Context
BSFG needs a durable per-zone storage topology that remains understandable, keeps operational overhead bounded, and still allows differentiated retention and filtering. Facts are heterogeneous: operational process facts, audit/protocol facts, and document-reference facts do not have identical lifecycle requirements. Large artifacts also require bucket organization that aligns with subject taxonomy without exploding operational complexity.
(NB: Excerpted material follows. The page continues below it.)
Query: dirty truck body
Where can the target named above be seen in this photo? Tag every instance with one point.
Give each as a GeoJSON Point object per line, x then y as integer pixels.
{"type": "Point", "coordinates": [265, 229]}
The topology must answer two related questions:
- how many streams exist per zone and how messages are partitioned within them
- how large-artifact buckets are organized in the zone-local object store
Options Considered
| Option | Description | Benefits | Drawbacks |
|---|---|---|---|
| Single stream and single bucket | Place every fact in one stream and every artifact in one object bucket. |
- minimal topology
- easy to explain initially
|
- weak separation of retention classes
- noisy filtering surface
- mixed artifact lifecycle policy
| | One stream and bucket per domain kind | Create separate streams and buckets for each subject kind such as batch, asset, alarm, lot, and recipe. |
- strong domain isolation
- fine-grained retention control
|
- stream sprawl
- larger operational surface
- harder cross-domain administration
| | Topology per producer or zone-pair | Partition streams and buckets by sender, receiver, or replication lane. |
- explicit channel ownership
- local troubleshooting may feel direct
|
- storage model leaks network topology
- topology churn forces storage churn
- poor long-term maintainability
| | Small fixed stream set + subject-prefix partitioning + bucket-per-subject-kind (Selected) | Use a small fixed stream set per zone, partition facts by subject prefix, and organize object buckets by subject kind. |
- bounded ops surface
- clear retention classes
- native filtering by subject prefix
- artifact lifecycle aligned to subject taxonomy
|
- requires naming discipline
- subject vocabulary becomes structurally important
|
Decision
Each zone uses a small fixed set of streams:
facts.operational
facts.audit
facts.documents
Facts are partitioned within those streams by subject prefix, for example:
facts.operational.batch
facts.operational.asset
facts.operational.alarm
facts.audit.protocol
facts.audit.security
facts.documents.file
facts.documents.record
This keeps stream count small while still allowing filtering, retention separation, and future growth through subject naming rather than stream multiplication.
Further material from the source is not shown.